Guardando nel nostro orticello, le cose non vanno di certo meglio. Dopo la tragicommedia per creare un governo (dove le coalizioni di partenza sono state accantonate per crearne altre e andare al potere, a dimostrazione di cosa veramente importa ai politici), ogni giorno si deve assistere a scene che fanno sempre più capire dove si sta andando. Dopo i tanto sbandierati reddito di cittadinanza (con quali fondi si farà), decreto dignità, è la volta di Grillo (non si sa se per provocazione o se dice davvero sul serio) che si domanda se vivere in democrazia sia una buona cosa e se le nostre democrazie stanno funzionando bene (c’è per caso voglia di andare a creare una dittatura?), per poi passare a volere abolire le elezioni ed estrarre a sorte chi va a governare. Se questa non è follia e non è neppure una presa in giro, allora non si sa proprio come chiamarla.

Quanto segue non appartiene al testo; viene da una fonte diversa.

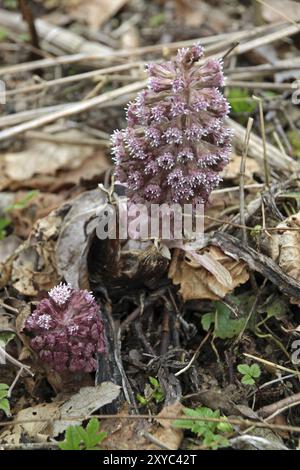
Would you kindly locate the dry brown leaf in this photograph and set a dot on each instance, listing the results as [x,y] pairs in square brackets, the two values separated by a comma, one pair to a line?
[84,403]
[288,8]
[284,247]
[34,264]
[44,411]
[197,282]
[40,158]
[94,12]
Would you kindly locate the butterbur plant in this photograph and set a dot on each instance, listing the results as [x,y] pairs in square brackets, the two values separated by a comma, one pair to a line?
[175,143]
[66,330]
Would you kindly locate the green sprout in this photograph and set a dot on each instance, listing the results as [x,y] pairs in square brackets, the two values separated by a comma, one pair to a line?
[249,373]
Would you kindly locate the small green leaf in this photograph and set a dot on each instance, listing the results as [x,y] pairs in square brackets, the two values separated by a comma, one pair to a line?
[209,431]
[78,438]
[4,387]
[206,320]
[241,101]
[243,369]
[247,380]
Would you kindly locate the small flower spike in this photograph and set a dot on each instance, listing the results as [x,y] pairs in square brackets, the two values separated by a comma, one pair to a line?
[67,330]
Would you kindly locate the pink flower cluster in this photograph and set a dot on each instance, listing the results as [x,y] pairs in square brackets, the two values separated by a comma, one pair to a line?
[67,330]
[175,143]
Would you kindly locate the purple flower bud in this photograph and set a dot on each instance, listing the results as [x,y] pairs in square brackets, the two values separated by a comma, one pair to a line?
[175,143]
[67,330]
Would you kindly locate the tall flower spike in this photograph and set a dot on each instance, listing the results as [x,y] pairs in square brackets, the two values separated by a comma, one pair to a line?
[67,330]
[175,143]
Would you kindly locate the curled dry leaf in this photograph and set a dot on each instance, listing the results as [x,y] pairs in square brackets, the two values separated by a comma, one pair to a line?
[94,12]
[8,247]
[209,274]
[284,247]
[34,263]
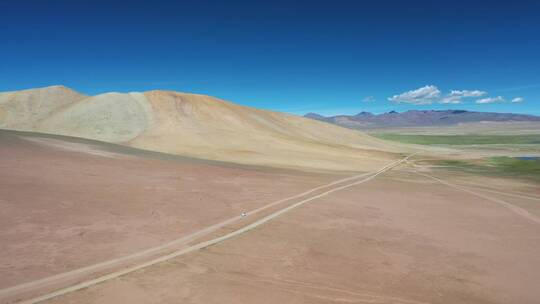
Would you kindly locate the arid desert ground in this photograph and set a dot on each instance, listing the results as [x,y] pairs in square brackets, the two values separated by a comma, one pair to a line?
[183,200]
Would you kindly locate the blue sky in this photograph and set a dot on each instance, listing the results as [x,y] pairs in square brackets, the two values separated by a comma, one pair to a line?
[329,57]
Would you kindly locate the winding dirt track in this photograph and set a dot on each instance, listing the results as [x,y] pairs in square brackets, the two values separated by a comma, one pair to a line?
[78,274]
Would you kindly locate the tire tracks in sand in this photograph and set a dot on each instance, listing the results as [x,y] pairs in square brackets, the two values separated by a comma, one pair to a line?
[73,275]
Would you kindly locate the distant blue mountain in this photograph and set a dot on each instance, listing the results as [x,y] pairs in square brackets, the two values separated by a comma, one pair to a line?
[416,118]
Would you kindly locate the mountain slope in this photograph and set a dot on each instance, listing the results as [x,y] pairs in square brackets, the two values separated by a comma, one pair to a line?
[202,126]
[416,118]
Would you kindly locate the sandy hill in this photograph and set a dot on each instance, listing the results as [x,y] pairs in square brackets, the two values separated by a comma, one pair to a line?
[193,125]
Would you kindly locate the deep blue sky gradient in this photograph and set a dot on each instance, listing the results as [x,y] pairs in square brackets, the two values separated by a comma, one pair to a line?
[293,56]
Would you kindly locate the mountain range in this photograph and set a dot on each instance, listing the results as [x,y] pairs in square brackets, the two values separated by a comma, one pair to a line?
[193,125]
[417,118]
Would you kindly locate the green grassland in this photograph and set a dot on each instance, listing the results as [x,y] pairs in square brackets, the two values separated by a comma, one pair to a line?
[497,166]
[461,139]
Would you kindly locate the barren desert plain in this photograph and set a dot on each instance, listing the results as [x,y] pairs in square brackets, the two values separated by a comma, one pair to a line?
[165,197]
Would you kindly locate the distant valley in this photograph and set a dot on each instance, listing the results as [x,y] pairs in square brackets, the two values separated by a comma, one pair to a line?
[417,118]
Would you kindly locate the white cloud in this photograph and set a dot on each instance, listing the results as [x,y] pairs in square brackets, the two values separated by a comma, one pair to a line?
[368,99]
[467,93]
[424,95]
[490,100]
[456,96]
[451,100]
[518,99]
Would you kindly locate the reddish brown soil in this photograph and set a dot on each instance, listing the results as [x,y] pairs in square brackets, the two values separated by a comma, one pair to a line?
[399,238]
[65,205]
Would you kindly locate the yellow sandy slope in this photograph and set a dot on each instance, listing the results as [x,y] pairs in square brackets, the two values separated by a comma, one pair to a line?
[193,125]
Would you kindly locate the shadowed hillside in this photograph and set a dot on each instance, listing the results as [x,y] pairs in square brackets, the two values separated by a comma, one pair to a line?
[193,125]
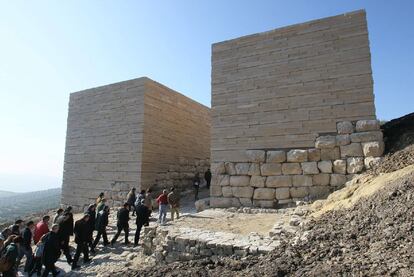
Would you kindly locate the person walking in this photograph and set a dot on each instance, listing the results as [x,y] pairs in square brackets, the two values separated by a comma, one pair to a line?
[101,223]
[12,254]
[196,185]
[59,212]
[26,245]
[51,251]
[122,224]
[42,228]
[174,201]
[81,239]
[141,220]
[91,224]
[65,232]
[131,198]
[100,197]
[162,201]
[207,177]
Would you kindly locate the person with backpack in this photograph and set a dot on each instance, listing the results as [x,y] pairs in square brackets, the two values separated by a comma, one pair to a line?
[162,201]
[196,185]
[91,223]
[81,239]
[10,257]
[131,198]
[101,223]
[174,201]
[122,224]
[207,177]
[51,251]
[42,228]
[142,220]
[26,245]
[65,232]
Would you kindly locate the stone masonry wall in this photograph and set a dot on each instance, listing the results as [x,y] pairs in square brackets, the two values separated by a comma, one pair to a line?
[128,135]
[293,112]
[275,177]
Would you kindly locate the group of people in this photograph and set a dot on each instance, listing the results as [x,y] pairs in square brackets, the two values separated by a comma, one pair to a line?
[17,240]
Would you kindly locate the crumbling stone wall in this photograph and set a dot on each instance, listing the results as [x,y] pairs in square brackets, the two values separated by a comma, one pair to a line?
[293,112]
[123,135]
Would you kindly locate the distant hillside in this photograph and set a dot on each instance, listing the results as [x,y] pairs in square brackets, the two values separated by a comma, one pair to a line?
[19,205]
[4,193]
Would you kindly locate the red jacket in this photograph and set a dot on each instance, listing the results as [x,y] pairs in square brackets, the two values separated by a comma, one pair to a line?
[162,199]
[41,229]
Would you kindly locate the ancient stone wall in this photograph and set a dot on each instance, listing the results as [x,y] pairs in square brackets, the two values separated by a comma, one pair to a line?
[123,135]
[280,103]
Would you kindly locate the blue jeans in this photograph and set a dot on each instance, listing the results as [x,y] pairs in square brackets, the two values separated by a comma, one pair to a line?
[163,213]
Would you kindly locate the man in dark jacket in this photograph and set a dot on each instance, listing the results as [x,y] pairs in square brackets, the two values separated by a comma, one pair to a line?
[81,239]
[101,223]
[122,223]
[131,197]
[91,223]
[51,251]
[12,254]
[65,232]
[142,219]
[26,245]
[207,177]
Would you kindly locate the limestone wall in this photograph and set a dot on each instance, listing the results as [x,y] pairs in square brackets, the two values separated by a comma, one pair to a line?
[281,101]
[127,135]
[176,138]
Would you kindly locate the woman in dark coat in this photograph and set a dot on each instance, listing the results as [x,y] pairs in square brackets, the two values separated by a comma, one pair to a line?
[51,251]
[91,223]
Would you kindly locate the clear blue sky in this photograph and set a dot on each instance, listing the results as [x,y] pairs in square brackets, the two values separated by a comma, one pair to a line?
[51,48]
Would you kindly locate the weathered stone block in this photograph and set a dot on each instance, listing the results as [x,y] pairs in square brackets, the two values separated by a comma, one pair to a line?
[325,166]
[257,181]
[254,169]
[266,204]
[373,149]
[344,127]
[276,156]
[278,181]
[297,156]
[269,169]
[339,166]
[370,162]
[310,168]
[367,136]
[227,192]
[239,181]
[299,192]
[321,179]
[351,150]
[338,180]
[330,154]
[291,168]
[282,193]
[242,168]
[324,142]
[264,194]
[215,191]
[242,192]
[355,165]
[367,125]
[301,181]
[256,156]
[230,168]
[343,140]
[318,192]
[223,202]
[218,168]
[314,155]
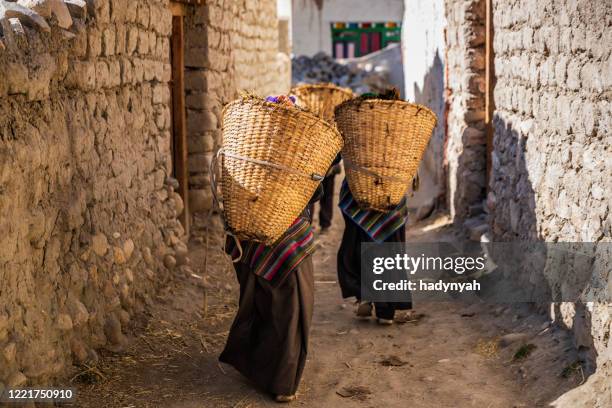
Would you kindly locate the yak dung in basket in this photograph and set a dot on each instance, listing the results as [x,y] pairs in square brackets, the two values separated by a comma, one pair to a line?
[384,141]
[273,158]
[322,99]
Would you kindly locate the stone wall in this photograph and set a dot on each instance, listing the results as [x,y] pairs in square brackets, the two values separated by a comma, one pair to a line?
[230,46]
[466,143]
[88,223]
[551,176]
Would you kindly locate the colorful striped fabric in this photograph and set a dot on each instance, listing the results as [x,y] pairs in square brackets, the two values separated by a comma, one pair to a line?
[274,263]
[379,226]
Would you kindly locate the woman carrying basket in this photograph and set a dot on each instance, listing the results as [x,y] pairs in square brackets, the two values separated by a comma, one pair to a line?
[268,340]
[362,226]
[379,172]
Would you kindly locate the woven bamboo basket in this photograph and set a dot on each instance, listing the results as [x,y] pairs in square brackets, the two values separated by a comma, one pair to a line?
[384,143]
[273,158]
[322,99]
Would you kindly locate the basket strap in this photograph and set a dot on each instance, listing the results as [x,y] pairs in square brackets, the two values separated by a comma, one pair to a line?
[351,165]
[312,176]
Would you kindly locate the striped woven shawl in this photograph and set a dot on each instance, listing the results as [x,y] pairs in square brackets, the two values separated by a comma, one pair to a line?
[378,225]
[275,262]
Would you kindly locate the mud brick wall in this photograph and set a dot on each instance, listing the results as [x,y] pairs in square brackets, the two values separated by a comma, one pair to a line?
[465,65]
[231,46]
[552,145]
[88,226]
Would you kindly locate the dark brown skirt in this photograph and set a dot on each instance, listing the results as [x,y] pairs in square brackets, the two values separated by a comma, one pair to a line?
[349,266]
[268,341]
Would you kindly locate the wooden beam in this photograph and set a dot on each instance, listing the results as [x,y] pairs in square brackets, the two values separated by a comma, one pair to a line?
[489,86]
[179,131]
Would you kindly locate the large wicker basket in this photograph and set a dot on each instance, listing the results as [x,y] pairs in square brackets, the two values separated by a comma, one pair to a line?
[322,98]
[273,158]
[384,143]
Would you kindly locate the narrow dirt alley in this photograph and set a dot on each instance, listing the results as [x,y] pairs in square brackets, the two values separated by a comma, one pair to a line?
[450,355]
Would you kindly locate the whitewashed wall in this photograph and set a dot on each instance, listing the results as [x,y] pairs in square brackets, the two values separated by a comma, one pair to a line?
[423,59]
[311,26]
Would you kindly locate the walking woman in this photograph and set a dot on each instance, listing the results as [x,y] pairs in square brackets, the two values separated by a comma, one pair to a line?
[363,226]
[268,340]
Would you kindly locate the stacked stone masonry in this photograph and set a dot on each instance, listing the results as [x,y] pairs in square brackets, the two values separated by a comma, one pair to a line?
[552,155]
[231,46]
[465,65]
[88,214]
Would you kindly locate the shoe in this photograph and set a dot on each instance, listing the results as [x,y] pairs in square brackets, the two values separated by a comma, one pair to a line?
[364,310]
[285,398]
[384,322]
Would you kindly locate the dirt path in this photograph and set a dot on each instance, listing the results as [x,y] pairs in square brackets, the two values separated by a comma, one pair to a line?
[448,358]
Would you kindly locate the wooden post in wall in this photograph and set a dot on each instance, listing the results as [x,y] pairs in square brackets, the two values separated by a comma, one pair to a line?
[489,86]
[179,128]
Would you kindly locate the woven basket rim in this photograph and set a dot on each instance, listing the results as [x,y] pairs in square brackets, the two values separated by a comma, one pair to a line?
[390,102]
[323,85]
[278,106]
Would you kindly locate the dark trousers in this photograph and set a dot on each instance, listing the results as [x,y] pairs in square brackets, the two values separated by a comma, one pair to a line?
[326,210]
[349,266]
[268,341]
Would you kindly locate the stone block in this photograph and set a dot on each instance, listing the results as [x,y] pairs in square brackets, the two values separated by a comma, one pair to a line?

Ma se tutto questo non bastasse per capire dove si sta andando, ecco l’ultima chicca: un lavoratore straniero chiede al suo datore di lavoro di andare in malattia e subisce insulti e minacce “Sei solo un bastardo islamico”. “Ti brucio vivo”. “Ora al potere c’è Salvini: posso anche ammazzarti”.
Fatti del genere, con un simile clima di odio, si erano già verificati decine di anni fa quando erano in auge fascismo e nazismo. Ora dicono che fascismo e nazismo non esistono più, sono morti; eppure la storia si sta ripetendo. A questo punto è chiaro che si sta venendo presi in giro e si cerca di celare la verità mentre la realtà prende sempre più piede. I segnali ci sono da tempo e da altrettanto tempo si sta mettendo in guardia dove si può andare a parare; poi non ci si meravigli, né si pianga né si recrimini, se si è andati a fare una brutta fine: ce la si è cercata.